Welcome to Florida Sign by DonkeyHotey is licensed under CC BY 2.0

Over $500 million per year in consumer spending is lost due to driver’s license suspensions in Florida, a new report from the Fines and Fees Justice Center finds. This is another big reason for legislators in Florida, and across the country, to end this flawed practice.

The report also reveals that all Floridians pay more for insurance, “on average about $78 more per year — at a rate that is nearly 61% above the national average.”

Further, 75% of license suspensions in Florida have nothing to do with driving safety-related offenses. Meaning suspension is solely being used to extract payment, with no benefit to public safety.

These findings add to the many reasons numerous states have been reforming, and ending the use of driver’s license suspension as a tool to collect court debt.

The basic idea is that taking someone’s license away until they pay back their debt will incentivize them to pay up. The problems with this are many, one is that people are going to have difficulty getting to work without a car; another is this is done to people who are not guilty of a driving safety-related offense. Where the data exists to be analyzed, the collection rate for the courts also remain low, meaning they have to spend a lot on notifications and enforcement in order to get a dollar of debt payment back.

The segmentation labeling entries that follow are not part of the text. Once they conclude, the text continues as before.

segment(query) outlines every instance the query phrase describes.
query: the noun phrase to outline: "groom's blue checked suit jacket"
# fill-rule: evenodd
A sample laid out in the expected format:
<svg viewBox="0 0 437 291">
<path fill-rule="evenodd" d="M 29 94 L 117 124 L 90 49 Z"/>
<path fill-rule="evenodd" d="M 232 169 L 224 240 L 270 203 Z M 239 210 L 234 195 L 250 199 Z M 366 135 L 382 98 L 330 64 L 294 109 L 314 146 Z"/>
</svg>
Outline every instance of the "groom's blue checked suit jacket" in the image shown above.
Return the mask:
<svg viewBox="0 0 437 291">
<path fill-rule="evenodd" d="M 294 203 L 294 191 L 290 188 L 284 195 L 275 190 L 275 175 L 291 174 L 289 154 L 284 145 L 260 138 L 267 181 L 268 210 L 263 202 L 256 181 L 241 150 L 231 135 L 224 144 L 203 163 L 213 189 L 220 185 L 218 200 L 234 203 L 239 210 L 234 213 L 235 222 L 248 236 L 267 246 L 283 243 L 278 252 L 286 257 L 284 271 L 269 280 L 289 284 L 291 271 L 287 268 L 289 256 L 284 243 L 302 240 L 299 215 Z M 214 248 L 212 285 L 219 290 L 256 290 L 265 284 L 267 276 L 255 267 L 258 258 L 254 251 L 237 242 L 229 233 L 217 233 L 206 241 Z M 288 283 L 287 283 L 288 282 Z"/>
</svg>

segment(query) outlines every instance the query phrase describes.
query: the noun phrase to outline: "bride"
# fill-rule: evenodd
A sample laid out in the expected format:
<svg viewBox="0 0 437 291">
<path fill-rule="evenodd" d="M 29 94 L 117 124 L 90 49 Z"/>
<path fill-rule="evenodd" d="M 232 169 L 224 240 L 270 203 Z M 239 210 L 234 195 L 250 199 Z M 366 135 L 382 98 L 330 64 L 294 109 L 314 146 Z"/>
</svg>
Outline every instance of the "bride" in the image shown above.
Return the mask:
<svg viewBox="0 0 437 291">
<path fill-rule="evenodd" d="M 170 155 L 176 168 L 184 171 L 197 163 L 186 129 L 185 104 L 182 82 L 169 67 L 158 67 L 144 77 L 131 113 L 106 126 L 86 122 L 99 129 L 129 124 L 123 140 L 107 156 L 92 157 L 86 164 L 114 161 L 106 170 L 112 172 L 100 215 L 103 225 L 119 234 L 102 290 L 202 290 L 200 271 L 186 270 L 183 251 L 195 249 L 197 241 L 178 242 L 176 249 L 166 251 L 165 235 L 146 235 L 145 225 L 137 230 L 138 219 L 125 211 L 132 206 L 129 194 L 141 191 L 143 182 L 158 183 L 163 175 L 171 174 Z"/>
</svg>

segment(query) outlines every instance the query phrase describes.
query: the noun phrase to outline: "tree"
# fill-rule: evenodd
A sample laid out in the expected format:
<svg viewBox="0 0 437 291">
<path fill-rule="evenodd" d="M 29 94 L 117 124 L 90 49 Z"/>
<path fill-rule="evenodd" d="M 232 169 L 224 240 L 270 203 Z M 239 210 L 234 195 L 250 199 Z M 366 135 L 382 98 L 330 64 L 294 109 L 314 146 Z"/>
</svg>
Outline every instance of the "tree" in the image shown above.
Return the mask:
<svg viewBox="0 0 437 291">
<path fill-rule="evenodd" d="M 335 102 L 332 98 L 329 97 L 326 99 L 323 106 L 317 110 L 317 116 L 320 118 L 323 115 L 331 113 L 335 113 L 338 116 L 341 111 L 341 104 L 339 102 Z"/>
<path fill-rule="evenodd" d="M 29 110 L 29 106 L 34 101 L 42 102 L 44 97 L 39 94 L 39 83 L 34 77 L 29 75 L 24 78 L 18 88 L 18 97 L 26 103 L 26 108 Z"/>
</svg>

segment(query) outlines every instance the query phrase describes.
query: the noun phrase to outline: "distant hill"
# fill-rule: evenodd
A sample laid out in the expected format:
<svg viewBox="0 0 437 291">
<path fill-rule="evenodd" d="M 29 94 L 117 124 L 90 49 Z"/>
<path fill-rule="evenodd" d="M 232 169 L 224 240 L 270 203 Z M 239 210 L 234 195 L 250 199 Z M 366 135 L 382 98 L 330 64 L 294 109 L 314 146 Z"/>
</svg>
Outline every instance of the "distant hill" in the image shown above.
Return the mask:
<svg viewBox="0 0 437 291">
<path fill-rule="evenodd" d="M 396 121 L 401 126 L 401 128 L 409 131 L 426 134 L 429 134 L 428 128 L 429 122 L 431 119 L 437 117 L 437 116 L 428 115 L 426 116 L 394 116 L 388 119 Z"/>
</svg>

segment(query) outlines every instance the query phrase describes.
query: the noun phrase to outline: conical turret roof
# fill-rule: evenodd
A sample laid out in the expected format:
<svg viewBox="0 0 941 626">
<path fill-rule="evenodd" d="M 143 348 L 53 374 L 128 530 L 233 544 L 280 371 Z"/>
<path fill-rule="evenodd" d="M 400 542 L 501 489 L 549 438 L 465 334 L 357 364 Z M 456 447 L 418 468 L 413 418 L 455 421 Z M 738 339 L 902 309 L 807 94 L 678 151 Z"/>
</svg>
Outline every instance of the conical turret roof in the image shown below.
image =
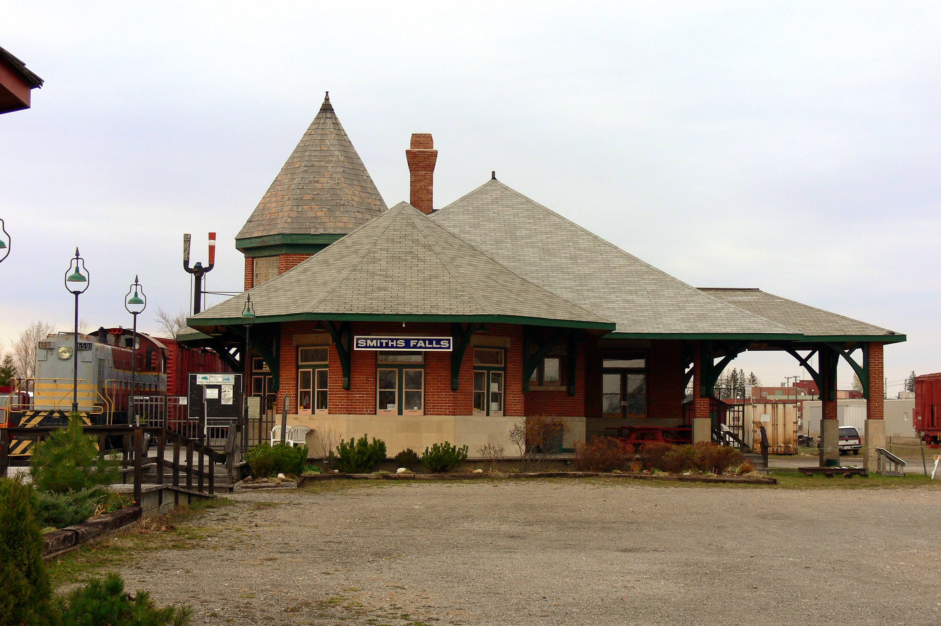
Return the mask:
<svg viewBox="0 0 941 626">
<path fill-rule="evenodd" d="M 271 235 L 342 235 L 385 210 L 386 203 L 327 94 L 297 147 L 236 235 L 236 245 L 243 249 L 252 244 L 252 238 Z"/>
</svg>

An inefficient system for debt collection, driver’s license suspension also turns police into the ultimate tax collector. And if someone with a suspended license decides to tempt fate and drive, they can get charged with the additional serious offense of driving without a license. This creates crime out of desperation, and a cycle of offenses where no public safety threat warranted the suspension in the first place.

Florida has taken small steps to alleviate the negative impacts of suspensions, and hopefully will take on larger reforms this session.